The hospital’s capability
According to Udecott, the hospital’s catchment area is about 180,000 people and is outfitted to provide the following services:
– Radiology and Diagnostic Services: 3T MRI, 64-slice CT Scanner, radiographic fluoroscope, intraoperative imaging C-arm, X-ray, ultrasound
– Surgical Services – five operating theatres (one used specifically for C-section surgeries)
– Adult ICU/ HDU and paediatric ICU services
– Nursery and obstetrics equipped with special care baby unit (SCBU)
– Psychiatric services
– Medical and surgical wards – adult and paediatric
– Ancillary services: Pharmacy, laboratory (haematology, microbiology, chemistry), multiple endoscopy units for same-day procedures, physiotherapy and rehabilitation
The previous administration operationalised the $1.6 billion facility in 2019, beginning with diagnostic and pharmaceutical services provided by the NCRHA. The Ministry of Health also partnered with the University of the West Indies, rebranding it as the Couva Medical and Multi-Training Facility to provide training and research services. Its most notable use was as a key part of the parallel healthcare system during the pandemic, treating Covid19 patients exclusively and later becoming a step-down facility.

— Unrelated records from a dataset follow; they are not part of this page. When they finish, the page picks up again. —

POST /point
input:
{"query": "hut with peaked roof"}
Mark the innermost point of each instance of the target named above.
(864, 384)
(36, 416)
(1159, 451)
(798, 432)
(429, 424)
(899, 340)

In April 2024, Deyalsingh rejected notions that the government had purposefully kept the hospital closed. To that point, he said 291 patients were referred to the hospital for cataract surgeries, with 91 completed. He said 84 ultrasounds were done between January 2023 and March 2024, along with 1,801 CT-scans, 883 MRIs and 830 X-rays.
Deyalsingh declined to comment, instead directing Newsday to NCRHA CEO Davlin Thomas. Newsday was also unable to get a comment from Thomas.